Tuesday, September 11, 2012

A Textbook Retrospective


With school starting back up, I thought I would focus on a topic that is an issue with students at the beginning of every semester: Textbooks. During my undergraduate program, the book we used is, considered by some to be the best accounting textbooks out there for preparing students for the issues covered on the CPA certification exam, Intermediate Accounting by Kieso, Weygandt, & Warfield.

While my instructors required the 13th edition, I tried to skate by with only using the 12th edition and just photocopy the problem sets from fellow classmates who purchased the 13th. I would often sit there with both editions trying to figure out what changed to merit a new publication. Most of the times the only change I could find was the color of textboxes and the variables used in the problems.

Inspired by this summer's 125th anniversary of the Journal of Accountancy, I decided to get my hands on a first edition of Intermediate Accounting and see what has changed over the years. The first edition was published in 1974 with a page count of--Wait, I can make this more fun.


Ring Announcer: In the red corner, coming out of retirement, the 38 year old weighing in at 3 pounds and 9 ounces. With a respectable page count of 1151 pages, here he is INTERMEDIATE ACCOUNTING 1st Edition!

Blow-by-blow commentator: In the corner with him we have two authors: Kieso and Weygandt. While rising to the top with his publication 1974, he was replaced as champion by the slightly less famous second edition in only 1977. Will his experience getting published first help him against his competitor today? Well we will find out in three short rounds.

Ring Announcer: In the blue corner, the new-comer, the 2 year old, weighing it at 5 pounds and 6 ounces. With the backbreaking page count of 1379 pages, the reigning champ, INTERMEDIATE ACCOUNTING 13th Edition!

Blow-by-blow commentator: In the corner with him we have Kieso and Weygant, but also a third author: Warfield. Containing color images and bolded keywords, he seems to be the easy favorite for the modern student. Will this third author simply be a bucket man or will he be the key to the success for the 13th edition?

Round 1: Problem Sets
The only reason students still buy textbooks. While teachers hope their pupils read the chapter before going to lecture, my experience says otherwise. (Note to any of my former professors  reading this: I, of course, was the exception to this rule.) To test this questions I worked through multiple questions from each book in the same chapter.

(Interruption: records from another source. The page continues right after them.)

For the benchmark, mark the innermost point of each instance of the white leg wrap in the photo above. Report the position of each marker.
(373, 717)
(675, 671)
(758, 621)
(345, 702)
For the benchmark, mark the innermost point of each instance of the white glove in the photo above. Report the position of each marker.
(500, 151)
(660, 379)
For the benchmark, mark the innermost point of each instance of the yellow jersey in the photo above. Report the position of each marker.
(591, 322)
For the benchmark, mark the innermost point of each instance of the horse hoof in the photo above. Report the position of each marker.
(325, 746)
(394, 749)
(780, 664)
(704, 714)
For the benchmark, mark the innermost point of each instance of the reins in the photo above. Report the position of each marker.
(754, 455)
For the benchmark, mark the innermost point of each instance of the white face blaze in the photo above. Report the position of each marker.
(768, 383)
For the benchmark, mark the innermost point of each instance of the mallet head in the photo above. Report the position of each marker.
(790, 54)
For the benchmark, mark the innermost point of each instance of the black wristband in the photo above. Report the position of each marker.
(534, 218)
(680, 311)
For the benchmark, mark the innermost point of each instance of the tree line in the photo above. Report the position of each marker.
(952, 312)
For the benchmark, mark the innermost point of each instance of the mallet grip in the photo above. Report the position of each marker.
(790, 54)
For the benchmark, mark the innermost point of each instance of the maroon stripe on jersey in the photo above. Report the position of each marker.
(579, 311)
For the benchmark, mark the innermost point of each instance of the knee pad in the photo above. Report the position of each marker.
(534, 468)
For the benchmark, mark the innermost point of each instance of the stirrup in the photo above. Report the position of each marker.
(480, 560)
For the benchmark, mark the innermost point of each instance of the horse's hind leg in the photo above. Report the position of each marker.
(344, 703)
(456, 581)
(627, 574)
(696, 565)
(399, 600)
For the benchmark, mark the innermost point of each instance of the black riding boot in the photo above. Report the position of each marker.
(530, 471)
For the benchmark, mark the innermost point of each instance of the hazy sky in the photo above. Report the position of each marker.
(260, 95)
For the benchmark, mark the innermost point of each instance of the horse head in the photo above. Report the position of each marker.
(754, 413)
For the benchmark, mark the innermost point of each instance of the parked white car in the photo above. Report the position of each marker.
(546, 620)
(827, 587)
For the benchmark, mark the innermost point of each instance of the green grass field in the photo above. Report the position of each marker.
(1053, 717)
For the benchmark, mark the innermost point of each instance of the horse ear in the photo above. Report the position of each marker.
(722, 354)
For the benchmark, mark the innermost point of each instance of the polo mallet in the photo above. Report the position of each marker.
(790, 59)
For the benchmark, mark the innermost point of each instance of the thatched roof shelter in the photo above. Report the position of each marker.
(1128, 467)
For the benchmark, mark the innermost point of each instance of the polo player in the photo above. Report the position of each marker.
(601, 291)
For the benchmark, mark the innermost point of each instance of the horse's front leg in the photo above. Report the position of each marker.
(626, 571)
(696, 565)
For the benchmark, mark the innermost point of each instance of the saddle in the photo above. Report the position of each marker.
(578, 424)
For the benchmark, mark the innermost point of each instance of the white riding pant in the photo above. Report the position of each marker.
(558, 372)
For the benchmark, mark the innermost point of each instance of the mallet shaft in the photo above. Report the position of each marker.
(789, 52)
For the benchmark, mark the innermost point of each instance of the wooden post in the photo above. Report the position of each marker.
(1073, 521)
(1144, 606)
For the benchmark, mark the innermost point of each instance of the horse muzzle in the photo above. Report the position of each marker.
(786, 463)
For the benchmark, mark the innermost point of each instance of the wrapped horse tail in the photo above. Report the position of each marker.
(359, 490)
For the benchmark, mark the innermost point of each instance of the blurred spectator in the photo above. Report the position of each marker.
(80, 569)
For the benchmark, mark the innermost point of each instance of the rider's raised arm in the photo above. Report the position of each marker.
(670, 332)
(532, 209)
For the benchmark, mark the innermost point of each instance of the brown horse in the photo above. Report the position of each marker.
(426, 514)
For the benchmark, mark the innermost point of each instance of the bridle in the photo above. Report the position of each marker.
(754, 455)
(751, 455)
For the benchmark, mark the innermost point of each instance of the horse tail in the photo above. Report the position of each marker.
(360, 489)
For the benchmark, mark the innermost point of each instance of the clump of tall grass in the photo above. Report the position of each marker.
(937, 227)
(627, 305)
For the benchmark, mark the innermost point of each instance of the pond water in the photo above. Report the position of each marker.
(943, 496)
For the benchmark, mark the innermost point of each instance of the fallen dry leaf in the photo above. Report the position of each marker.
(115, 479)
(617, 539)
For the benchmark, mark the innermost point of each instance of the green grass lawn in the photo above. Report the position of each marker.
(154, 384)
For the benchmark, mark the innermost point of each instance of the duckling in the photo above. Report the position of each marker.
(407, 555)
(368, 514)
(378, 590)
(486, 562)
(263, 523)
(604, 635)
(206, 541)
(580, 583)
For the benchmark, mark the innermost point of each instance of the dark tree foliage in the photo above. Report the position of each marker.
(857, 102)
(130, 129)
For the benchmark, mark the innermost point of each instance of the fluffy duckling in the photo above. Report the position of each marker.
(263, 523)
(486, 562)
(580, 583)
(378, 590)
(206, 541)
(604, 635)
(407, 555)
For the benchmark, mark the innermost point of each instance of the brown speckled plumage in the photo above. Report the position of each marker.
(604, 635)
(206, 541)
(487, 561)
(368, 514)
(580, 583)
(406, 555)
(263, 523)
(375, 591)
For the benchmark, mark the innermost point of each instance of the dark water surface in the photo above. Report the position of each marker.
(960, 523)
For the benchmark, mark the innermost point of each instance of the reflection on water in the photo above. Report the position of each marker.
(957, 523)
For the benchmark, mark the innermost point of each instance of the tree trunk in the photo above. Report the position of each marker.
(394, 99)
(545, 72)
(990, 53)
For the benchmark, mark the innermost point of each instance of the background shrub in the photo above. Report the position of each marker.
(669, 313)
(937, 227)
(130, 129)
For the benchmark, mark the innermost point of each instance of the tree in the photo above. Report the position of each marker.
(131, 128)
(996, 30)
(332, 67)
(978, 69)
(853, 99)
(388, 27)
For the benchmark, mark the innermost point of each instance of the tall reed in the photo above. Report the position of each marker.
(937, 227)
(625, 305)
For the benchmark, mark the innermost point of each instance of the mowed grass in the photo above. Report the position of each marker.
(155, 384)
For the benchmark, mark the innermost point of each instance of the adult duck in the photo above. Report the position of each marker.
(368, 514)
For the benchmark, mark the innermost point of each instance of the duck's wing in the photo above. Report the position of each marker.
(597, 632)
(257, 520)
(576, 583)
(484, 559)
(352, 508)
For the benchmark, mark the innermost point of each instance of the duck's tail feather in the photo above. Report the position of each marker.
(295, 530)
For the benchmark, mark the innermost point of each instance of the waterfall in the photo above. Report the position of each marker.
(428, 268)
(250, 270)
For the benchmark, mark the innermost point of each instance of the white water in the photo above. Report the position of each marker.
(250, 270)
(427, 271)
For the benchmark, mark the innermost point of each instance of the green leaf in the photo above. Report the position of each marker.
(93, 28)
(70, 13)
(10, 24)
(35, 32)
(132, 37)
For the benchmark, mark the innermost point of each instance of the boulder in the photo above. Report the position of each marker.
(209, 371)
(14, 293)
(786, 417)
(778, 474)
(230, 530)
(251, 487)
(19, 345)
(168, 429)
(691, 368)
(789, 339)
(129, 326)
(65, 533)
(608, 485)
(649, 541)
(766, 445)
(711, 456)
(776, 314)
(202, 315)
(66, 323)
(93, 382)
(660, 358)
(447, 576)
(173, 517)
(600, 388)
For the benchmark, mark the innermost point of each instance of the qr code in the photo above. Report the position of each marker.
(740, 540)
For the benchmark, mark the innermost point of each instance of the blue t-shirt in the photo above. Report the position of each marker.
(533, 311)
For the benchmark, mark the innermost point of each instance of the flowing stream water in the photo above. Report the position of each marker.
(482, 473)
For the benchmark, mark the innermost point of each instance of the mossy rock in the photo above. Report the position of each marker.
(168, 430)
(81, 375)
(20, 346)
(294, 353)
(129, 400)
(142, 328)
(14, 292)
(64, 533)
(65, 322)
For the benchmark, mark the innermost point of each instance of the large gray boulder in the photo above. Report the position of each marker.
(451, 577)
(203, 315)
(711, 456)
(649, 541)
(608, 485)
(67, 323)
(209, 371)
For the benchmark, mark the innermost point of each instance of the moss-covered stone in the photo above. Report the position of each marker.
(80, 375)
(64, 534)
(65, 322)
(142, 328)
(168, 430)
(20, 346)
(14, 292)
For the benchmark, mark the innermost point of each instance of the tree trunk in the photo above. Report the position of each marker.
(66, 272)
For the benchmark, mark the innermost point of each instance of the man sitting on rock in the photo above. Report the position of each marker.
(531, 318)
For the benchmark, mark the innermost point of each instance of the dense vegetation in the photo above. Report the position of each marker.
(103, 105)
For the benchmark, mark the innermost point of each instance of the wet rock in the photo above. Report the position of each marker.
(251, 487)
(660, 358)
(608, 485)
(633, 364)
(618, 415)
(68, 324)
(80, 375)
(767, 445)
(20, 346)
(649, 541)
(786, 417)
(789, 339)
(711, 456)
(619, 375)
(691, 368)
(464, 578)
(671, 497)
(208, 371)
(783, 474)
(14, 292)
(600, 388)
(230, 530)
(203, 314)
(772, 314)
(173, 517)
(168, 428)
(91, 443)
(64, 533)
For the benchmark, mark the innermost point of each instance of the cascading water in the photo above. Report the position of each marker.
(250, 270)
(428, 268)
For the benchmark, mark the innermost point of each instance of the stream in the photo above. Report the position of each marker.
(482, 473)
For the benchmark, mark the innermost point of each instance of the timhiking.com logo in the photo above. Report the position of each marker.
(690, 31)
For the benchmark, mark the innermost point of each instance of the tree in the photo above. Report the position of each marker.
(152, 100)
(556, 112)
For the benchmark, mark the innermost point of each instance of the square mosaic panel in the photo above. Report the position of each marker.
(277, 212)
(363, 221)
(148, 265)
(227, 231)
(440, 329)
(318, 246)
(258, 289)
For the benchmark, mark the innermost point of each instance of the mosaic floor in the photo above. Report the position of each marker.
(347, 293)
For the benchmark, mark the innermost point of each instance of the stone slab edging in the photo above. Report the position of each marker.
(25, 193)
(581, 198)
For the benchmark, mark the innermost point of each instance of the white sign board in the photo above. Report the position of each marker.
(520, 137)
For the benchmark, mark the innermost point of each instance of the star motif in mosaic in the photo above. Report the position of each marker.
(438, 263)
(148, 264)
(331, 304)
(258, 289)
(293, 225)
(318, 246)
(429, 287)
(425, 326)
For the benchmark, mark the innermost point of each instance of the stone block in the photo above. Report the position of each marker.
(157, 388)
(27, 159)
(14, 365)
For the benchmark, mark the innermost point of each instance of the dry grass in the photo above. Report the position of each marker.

Each textbook has the problems broken up into different types. For the 1st edition it is Questions, Cases, and Problems. In the 13th edition it is Questions, Brief Exercises, Exercises, Problems and Concepts for Analysis.  Many of the questions found in the 1st edition are still found verbatim in the 13th. <Point 1st Edition> However the development of the Brief Exercises and Exercises help students ease into the homework before being hit by the complex laborious Problems. Some of which take an hour to complete. <Point 13th Edition> Finally, one of the things that I was surprised to find in the first edition was a selection on the inside cover called "Checklist of Key figures". Brilliantly, it gives key check numbers from about half of the questions in the chapter. These numbers aren't always the answer that is asked for but it does help students know if they are doing it right. <Point 1st Edition>

Round 2: Examples

In lecture, it all makes sense. Everything the Professor did on the board seemed simple and logical. Then the night before the assignment is due, panic sets in and the spine of the textbook is cracked. I am basing the quality of examples on their accessibility and their usefulness in completing the questions at the end of the chapter.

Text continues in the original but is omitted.